For those who haven’t yet heard of ‘storm windows’, they basically serve as an easy and economical way of enhancing the efficiency of your aging, single-pane windows. A storm window is mounted as an additional window onto the exterior, and helps in minimizing the flow of external wind into the home. In addition to this, the slight air space between the primary window and the storm window works as extra insulation. Homeowners living in very cold climates install storm windows on top of their existing windows in order to normalize the internal temperature.


Benefits of storm windows


Here are some reasons why you should consider installing storm windows to fight the cold weather.



  • Easy and quick installation: The installation of storm windows is fairly simple and quick.
  • Improved energy efficiency: A storm window can help minimize infiltration of air from the outside. This means that the HVAC unit of your home would have to spend less energy for maintaining the desirable temperature.
  • Extra insulation: Storm windows have a huge advantage of keeping the house warmer during winter and cooler during summer. This is primarily due to the additional air space between the storm window and the primary window.
  • Enhanced appearance of the exterior: Storm windows are available in a variety of different colors to complement the exterior of your home.


  • Minimal street noise: A storm window is useful in reducing the loud noises coming from a busy street outside your home or other sources such as barking dogs, nearby construction, and so on.
  • Hi-performance glass: Storm windows are available with optional LowE high performance to further increase energy efficiency.
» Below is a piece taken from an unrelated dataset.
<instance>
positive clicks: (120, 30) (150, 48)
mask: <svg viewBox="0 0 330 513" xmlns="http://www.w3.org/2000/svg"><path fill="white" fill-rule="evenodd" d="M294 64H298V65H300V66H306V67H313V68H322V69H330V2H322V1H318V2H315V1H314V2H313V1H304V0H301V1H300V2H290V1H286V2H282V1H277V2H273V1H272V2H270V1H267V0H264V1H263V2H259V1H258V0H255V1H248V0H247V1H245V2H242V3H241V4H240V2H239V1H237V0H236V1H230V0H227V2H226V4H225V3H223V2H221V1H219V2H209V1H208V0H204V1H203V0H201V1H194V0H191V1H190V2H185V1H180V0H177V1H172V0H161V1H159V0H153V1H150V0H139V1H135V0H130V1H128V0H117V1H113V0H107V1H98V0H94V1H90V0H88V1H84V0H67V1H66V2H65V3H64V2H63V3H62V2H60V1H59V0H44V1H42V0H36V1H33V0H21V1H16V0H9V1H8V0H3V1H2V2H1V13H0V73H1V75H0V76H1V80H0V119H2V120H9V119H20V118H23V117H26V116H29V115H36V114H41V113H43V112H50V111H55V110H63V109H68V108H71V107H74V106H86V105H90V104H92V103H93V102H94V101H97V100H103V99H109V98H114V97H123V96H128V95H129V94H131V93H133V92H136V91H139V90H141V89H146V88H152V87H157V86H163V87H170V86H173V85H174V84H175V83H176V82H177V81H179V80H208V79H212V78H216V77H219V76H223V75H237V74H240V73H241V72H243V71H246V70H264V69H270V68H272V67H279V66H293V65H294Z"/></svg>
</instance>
Storm windows vs. replacement windows


It’s important to understand that a storm window isn’t a replacement window, even though people may install them hoping to achieve similar benefits, but at a reduced cost. It is possible to customize the shape and size of a storm window to fit on top of your current window. Also, these windows are available in a variety of different colors. The storm window will likely be installed on top of an existing exterior window, though interior storm windows are available as well. These are typically bought in triple-track or two-track configurations, with a self-storing and operating screen.
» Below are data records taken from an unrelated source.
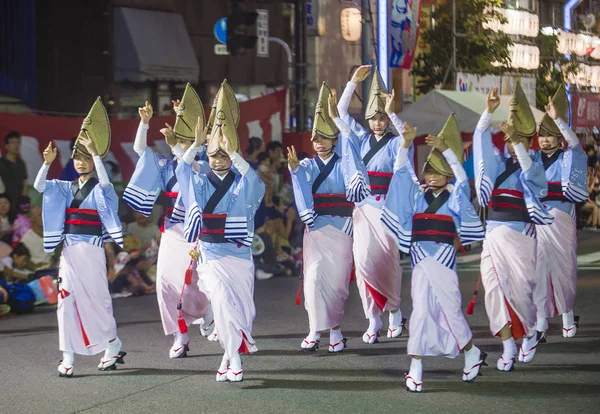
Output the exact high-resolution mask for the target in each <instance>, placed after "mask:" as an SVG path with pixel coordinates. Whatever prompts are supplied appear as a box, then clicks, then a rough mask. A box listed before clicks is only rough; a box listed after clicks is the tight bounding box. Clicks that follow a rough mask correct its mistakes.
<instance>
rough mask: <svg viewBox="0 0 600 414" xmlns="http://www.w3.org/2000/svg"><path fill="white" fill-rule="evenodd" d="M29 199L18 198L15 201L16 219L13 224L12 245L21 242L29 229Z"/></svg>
mask: <svg viewBox="0 0 600 414" xmlns="http://www.w3.org/2000/svg"><path fill="white" fill-rule="evenodd" d="M30 206H31V199H30V198H29V197H27V196H19V198H18V200H17V218H15V221H14V222H13V227H12V230H13V238H12V241H13V242H12V244H13V245H16V244H17V243H19V242H20V241H21V238H22V237H23V235H24V234H25V233H27V231H28V230H29V229H30V228H31V220H30V218H29V216H30V211H29V207H30Z"/></svg>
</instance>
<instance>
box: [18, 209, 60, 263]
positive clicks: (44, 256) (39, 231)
mask: <svg viewBox="0 0 600 414" xmlns="http://www.w3.org/2000/svg"><path fill="white" fill-rule="evenodd" d="M30 216H31V218H30V220H31V228H30V229H29V230H27V232H26V233H25V234H24V235H23V237H22V238H21V243H23V245H24V246H25V247H27V249H28V250H29V253H30V255H31V259H30V260H31V263H32V265H33V266H34V267H35V269H36V270H40V269H47V268H50V267H54V266H55V264H54V263H53V254H52V252H50V253H48V252H46V251H44V229H43V225H42V206H35V207H33V208H31V211H30Z"/></svg>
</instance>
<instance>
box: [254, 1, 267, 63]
mask: <svg viewBox="0 0 600 414" xmlns="http://www.w3.org/2000/svg"><path fill="white" fill-rule="evenodd" d="M256 13H258V17H257V18H256V37H257V38H258V39H257V40H256V56H258V57H269V11H268V10H266V9H256Z"/></svg>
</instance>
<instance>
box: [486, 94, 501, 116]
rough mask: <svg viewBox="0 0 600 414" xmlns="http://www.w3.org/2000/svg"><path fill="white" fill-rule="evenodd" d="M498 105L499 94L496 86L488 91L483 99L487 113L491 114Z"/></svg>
mask: <svg viewBox="0 0 600 414" xmlns="http://www.w3.org/2000/svg"><path fill="white" fill-rule="evenodd" d="M499 106H500V96H499V95H498V88H494V89H492V90H491V91H489V92H488V96H487V98H486V100H485V107H486V109H487V111H488V113H490V114H493V113H494V111H495V110H496V109H498V107H499Z"/></svg>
So what are replacement windows then? A replacement window is installed in the place of your old wooden, vinyl or aluminum window after it is totally removed. Replacement windows can often offer significant energy cost savings over a period of time because of their advanced technology.


It is now clear that storm windows are designed for improving the insulation capacity of your existing windows. However, many people are still confused as to whether they should install a storm window or just replace their inefficient windows with new, upgraded ones. The primary reason why a lot of people pick storm windows over replacement windows is that they are less expensive to install.




Types of storm windows


There are essentially four configurations that you can choose from when looking to install a storm window. These are


  • Two-track: The external track comprises half a screen on the bottom part and the outer pane glass on the upper portion.
  • Two-track slider: Similar to the original two-track storm window but open horizontally and not vertically.
  • Triple-track: The half-screen and two window sashes are in separate tracks and each sash functions independently.
  • Basement or picture storm windows: They have a single plane (just like regular picture windows) and it is held by thumb latches.